Comparison of two spectra measured at rf $f=222\mathrm{MHz}$ with and without the field direction reversed. The fields are parallel to the $a\text{−}b$ plane and form angles of $-31°$ and 149° from the ${\mathit{S}}_m^{\prime }$ direction, respectively. The spectra were measured at $4.2\mathrm{K}$ on crystal 1.

Figure 10

The proposed ordered spin structure in $\mathrm{Ca}{\mathrm{V}}_2{\mathrm{O}}_4$. There are two different antiferromagnetic ordering substructures with equal numbers of spins, each of which has a collinear antiferromagnetic spin arrangement. $\Delta \theta$, $\Delta {\theta }^{\prime }$, and $\Delta {\theta }^{″}$ are the angles between these two directions, and their projections on $a\text{−}b$ and $b\text{−}c$ planes, respectively. ${\mathit{S}}_m$, ${\mathit{S}}_m^{\prime }$, and ${\mathit{S}}_m^{″}$ are the average of the two directions and their projections on $a\text{−}b$ and $b\text{−}c$ planes, respectively. ${\theta }_H^{\prime }$ $\left({\theta }_H^{″}\right)$ and ${\theta }_m^{\prime }$ $\left({\theta }_m^{″}\right)$ are the angles formed between a fixed arbitrary experimental reference direction in the $a\text{−}b$ $\left(b\text{−}c\right)$ plane and the applied field $\mathit{H}$ and ${\mathit{S}}_m^{\prime }$ $\left({\mathit{S}}_m^{″}\right)$, respectively.

Figure 11

Dependence of the peaks in the spectra at $4.2\mathrm{K}$ on the direction of the applied magnetic field, with the field in the $b\text{−}c$ (top two panels) and $a\text{−}b$ (bottom two panels) planes of crystal 1, where the rf are equal to 231 and $243\mathrm{MHz}$, respectively.
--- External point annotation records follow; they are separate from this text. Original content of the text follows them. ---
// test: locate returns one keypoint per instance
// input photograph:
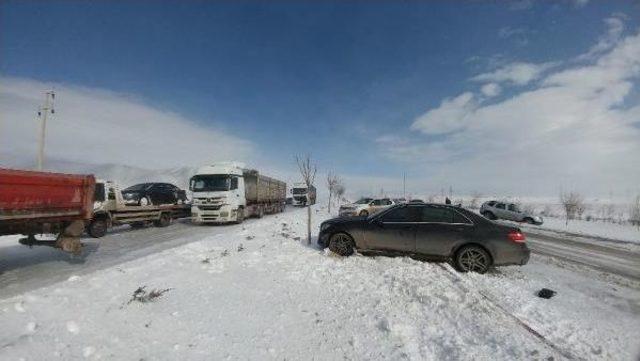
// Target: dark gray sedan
(431, 231)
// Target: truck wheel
(240, 216)
(137, 225)
(164, 221)
(97, 228)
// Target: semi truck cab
(218, 194)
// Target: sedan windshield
(138, 187)
(210, 183)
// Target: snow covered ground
(258, 292)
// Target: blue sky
(343, 81)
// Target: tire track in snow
(463, 284)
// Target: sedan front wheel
(341, 244)
(472, 259)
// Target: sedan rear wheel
(473, 259)
(341, 244)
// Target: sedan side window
(402, 214)
(436, 215)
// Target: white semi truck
(302, 195)
(228, 192)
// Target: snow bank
(259, 293)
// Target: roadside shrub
(573, 205)
(634, 212)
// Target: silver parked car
(508, 211)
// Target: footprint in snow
(72, 327)
(19, 307)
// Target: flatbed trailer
(110, 210)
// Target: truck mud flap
(69, 239)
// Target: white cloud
(615, 28)
(491, 89)
(448, 117)
(99, 126)
(515, 73)
(576, 128)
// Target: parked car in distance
(145, 194)
(508, 211)
(430, 231)
(364, 207)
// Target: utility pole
(404, 185)
(42, 115)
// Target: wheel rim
(473, 260)
(341, 242)
(99, 227)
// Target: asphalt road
(609, 257)
(23, 269)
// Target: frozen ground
(256, 292)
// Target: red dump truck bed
(42, 202)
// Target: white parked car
(365, 207)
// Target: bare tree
(634, 212)
(572, 204)
(308, 173)
(340, 189)
(332, 182)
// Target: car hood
(343, 220)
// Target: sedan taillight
(516, 236)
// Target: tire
(472, 259)
(164, 221)
(341, 244)
(240, 216)
(137, 225)
(97, 228)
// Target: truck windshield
(364, 201)
(210, 183)
(98, 195)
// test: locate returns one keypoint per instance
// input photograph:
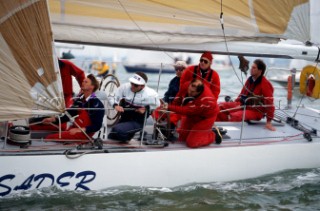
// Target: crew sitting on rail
(89, 109)
(256, 94)
(198, 108)
(132, 100)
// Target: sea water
(287, 190)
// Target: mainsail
(29, 77)
(173, 25)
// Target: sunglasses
(204, 61)
(134, 85)
(179, 69)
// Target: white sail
(29, 77)
(142, 23)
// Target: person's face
(86, 85)
(136, 87)
(179, 71)
(192, 89)
(204, 63)
(254, 71)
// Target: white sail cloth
(161, 24)
(30, 81)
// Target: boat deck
(252, 134)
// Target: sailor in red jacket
(204, 72)
(260, 103)
(67, 70)
(199, 109)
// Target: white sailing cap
(137, 79)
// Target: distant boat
(220, 62)
(148, 69)
(280, 75)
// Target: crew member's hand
(48, 120)
(141, 110)
(164, 106)
(119, 108)
(75, 130)
(270, 127)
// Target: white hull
(155, 168)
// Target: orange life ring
(305, 73)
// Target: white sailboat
(30, 84)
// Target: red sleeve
(215, 88)
(191, 109)
(267, 92)
(186, 76)
(179, 96)
(77, 73)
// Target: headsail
(163, 23)
(29, 76)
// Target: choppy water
(289, 190)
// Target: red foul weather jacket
(198, 117)
(263, 88)
(212, 79)
(67, 70)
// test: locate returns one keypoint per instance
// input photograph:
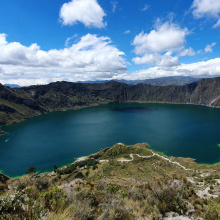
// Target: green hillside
(121, 182)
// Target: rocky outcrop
(3, 178)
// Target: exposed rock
(3, 178)
(2, 133)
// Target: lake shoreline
(96, 105)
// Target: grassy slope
(140, 189)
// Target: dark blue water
(59, 137)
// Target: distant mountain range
(17, 104)
(11, 85)
(163, 81)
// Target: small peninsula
(2, 133)
(120, 182)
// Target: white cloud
(217, 24)
(187, 52)
(208, 68)
(69, 39)
(88, 12)
(91, 58)
(210, 8)
(166, 60)
(146, 7)
(208, 48)
(166, 37)
(127, 32)
(158, 46)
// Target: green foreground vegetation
(115, 183)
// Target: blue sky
(43, 41)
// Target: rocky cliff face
(17, 104)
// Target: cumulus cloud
(91, 57)
(114, 6)
(210, 8)
(208, 68)
(146, 7)
(209, 47)
(158, 46)
(67, 43)
(127, 32)
(166, 60)
(187, 52)
(217, 24)
(88, 12)
(166, 37)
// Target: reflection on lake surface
(59, 137)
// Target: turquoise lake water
(60, 137)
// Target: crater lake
(60, 137)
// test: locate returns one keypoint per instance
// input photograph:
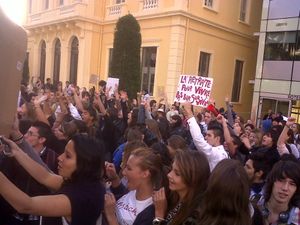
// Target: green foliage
(126, 55)
(25, 72)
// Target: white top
(213, 154)
(128, 207)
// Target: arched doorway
(74, 60)
(42, 60)
(56, 67)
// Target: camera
(4, 146)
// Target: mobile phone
(4, 145)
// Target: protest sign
(194, 89)
(94, 79)
(111, 85)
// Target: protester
(143, 172)
(80, 194)
(212, 147)
(279, 204)
(226, 200)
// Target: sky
(14, 9)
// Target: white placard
(194, 89)
(112, 84)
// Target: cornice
(145, 17)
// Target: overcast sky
(15, 10)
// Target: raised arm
(54, 205)
(229, 112)
(38, 109)
(77, 99)
(37, 171)
(198, 139)
(283, 137)
(227, 135)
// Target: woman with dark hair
(187, 183)
(280, 201)
(226, 200)
(79, 197)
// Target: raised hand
(290, 121)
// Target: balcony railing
(150, 4)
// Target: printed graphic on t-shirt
(128, 208)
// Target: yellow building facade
(72, 40)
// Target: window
(42, 61)
(46, 4)
(30, 6)
(280, 46)
(148, 68)
(208, 3)
(279, 9)
(110, 61)
(56, 67)
(74, 61)
(237, 81)
(203, 69)
(243, 10)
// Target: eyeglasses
(30, 133)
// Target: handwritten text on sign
(194, 89)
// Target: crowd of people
(88, 157)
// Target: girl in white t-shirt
(143, 172)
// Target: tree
(126, 55)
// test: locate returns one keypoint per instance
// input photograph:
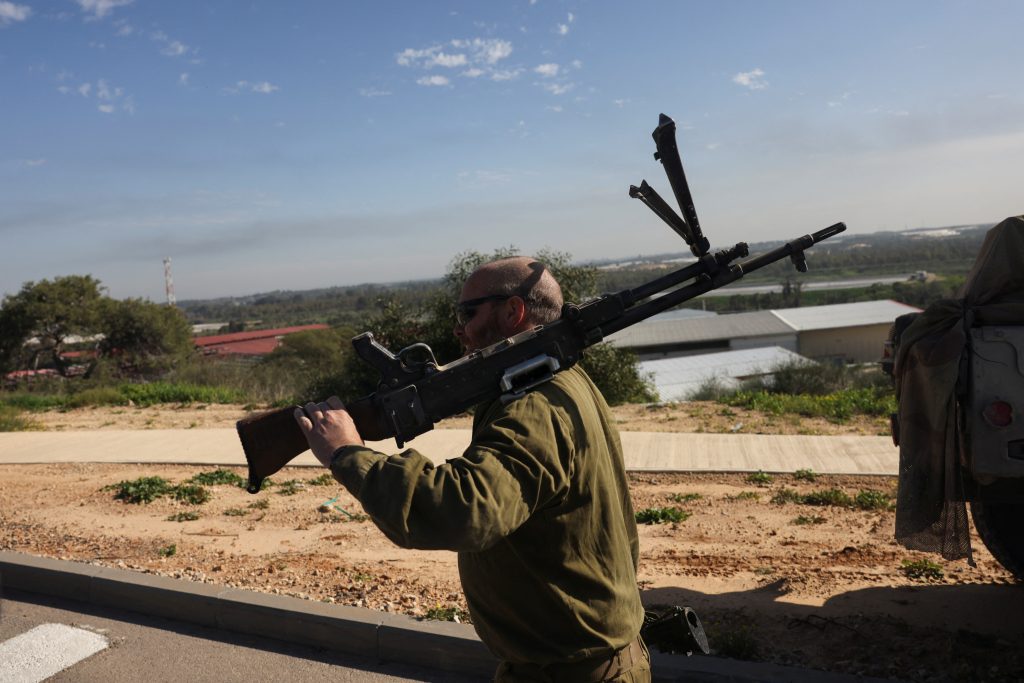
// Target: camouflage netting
(931, 513)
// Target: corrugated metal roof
(843, 314)
(658, 333)
(677, 379)
(654, 332)
(215, 340)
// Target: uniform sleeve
(518, 463)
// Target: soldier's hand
(328, 426)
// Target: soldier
(537, 507)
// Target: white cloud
(557, 88)
(450, 60)
(100, 8)
(839, 101)
(489, 50)
(433, 81)
(478, 55)
(171, 48)
(751, 79)
(548, 70)
(9, 12)
(506, 75)
(263, 88)
(430, 57)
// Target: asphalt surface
(664, 452)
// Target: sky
(272, 145)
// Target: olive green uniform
(539, 511)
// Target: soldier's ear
(515, 311)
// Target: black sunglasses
(465, 310)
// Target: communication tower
(169, 282)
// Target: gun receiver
(416, 392)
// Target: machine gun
(416, 391)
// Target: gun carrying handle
(272, 439)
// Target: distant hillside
(944, 251)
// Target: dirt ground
(822, 587)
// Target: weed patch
(684, 498)
(143, 489)
(187, 516)
(812, 519)
(291, 487)
(190, 493)
(438, 613)
(837, 407)
(922, 569)
(760, 478)
(662, 515)
(805, 475)
(872, 500)
(11, 420)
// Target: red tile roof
(256, 342)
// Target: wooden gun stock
(272, 439)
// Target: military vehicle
(958, 371)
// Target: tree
(49, 314)
(143, 337)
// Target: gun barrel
(668, 153)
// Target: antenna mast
(169, 282)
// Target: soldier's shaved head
(525, 278)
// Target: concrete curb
(381, 636)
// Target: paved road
(643, 451)
(150, 648)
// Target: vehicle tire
(1000, 525)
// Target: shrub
(872, 500)
(190, 494)
(219, 477)
(660, 515)
(838, 407)
(760, 478)
(290, 487)
(187, 516)
(922, 569)
(813, 519)
(143, 489)
(684, 498)
(805, 475)
(12, 421)
(438, 613)
(833, 497)
(783, 496)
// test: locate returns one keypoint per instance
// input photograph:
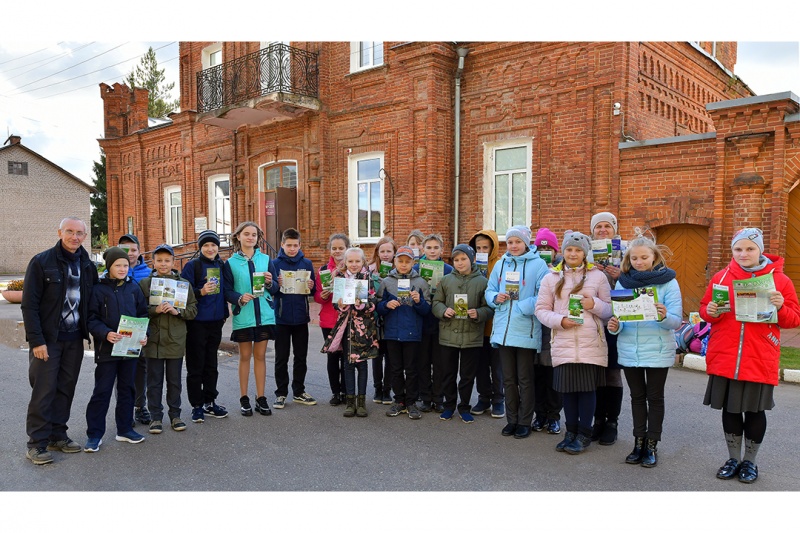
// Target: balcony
(276, 83)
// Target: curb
(693, 361)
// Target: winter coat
(748, 351)
(327, 314)
(514, 320)
(292, 309)
(459, 332)
(494, 255)
(584, 344)
(403, 324)
(651, 343)
(356, 325)
(140, 271)
(211, 307)
(44, 290)
(237, 275)
(112, 298)
(166, 334)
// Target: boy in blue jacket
(115, 295)
(204, 333)
(403, 301)
(291, 322)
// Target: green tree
(148, 76)
(99, 201)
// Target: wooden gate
(689, 259)
(792, 264)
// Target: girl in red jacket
(742, 357)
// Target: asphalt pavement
(313, 448)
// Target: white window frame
(489, 150)
(355, 56)
(212, 204)
(168, 207)
(352, 200)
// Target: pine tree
(99, 201)
(147, 75)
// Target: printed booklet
(295, 281)
(635, 305)
(133, 331)
(751, 297)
For definitions of the angles ${\theta }_H^{\prime }$, ${\theta }_m^{\prime }$, ${\theta }_H^{″}$, and ${\theta }_m^{″}$, see Fig. 10. Circles and filled squares correspond to the two different spin ordering directions of the two magnetic substructures, respectively. The symbol ⋆ is used when the two peaks from the two spin directions overlap and only a single peak can be observed. The error in $H_{\text{peak}}$ is comparable to the size of the symbols unless shown explicitly. The solid and dotted lines represent the fits by the theoretical prediction in Eq. (3).

Figure 12

[(a) and (b)] Field-swept ${}^{51}\mathrm{V}$ NMR spectra at four different frequencies at $4.2\mathrm{K}$. The frequencies are given under each spectrum in units of MHz. The field is applied parallel to the ${\mathit{S}}_m^{″}$ direction. (c) The frequency versus the peak field of the spectra. The solid lines are linear fits by Eq. (7). The measurements were done on crystal 1 at $4.2\mathrm{K}$.

Figure 13

rf $f$ versus peak $H_{\text{peak}}$ in field-swept spectrum in crystal 2 at $4.2\mathrm{K}$. The field is applied along the ${\mathit{S}}_m^{\prime }$ direction. The solid lines are fits with Eq. (7).

Figure 14

Field-swept spectra at different temperatures on crystal 2. The temperature and the rf for each measurement are labeled in each panel. The solid lines are fits by Eq. (8) to extract the peak positions.

Figure 15

Temperature dependence of the ${}^{51}\mathrm{V}$ NMR spectra peak position in zero applied field in $\mathrm{Ca}{\mathrm{V}}_2{\mathrm{O}}_4$ crystal 2. The dotted and solid curves are fits by Eq. (19) with one-dimensional spin wave dispersion and Eq. (20) with three-dimensional dispersion, respectively.

Figure 16

Zigzag spin structure in $\mathrm{Ca}{\mathrm{V}}_2{\mathrm{O}}_4$. Due to the alternation of the spin directions along the $c$ axis, the interaction between the spins in the two legs of the zigzag chain is essentially decoupled. The possible misalignment of 19° between spins in the two legs of the zigzag chain is ignored. $J_1$ and $J_2$ are the nearest-neighbor interleg and intraleg exchange interactions, respectively.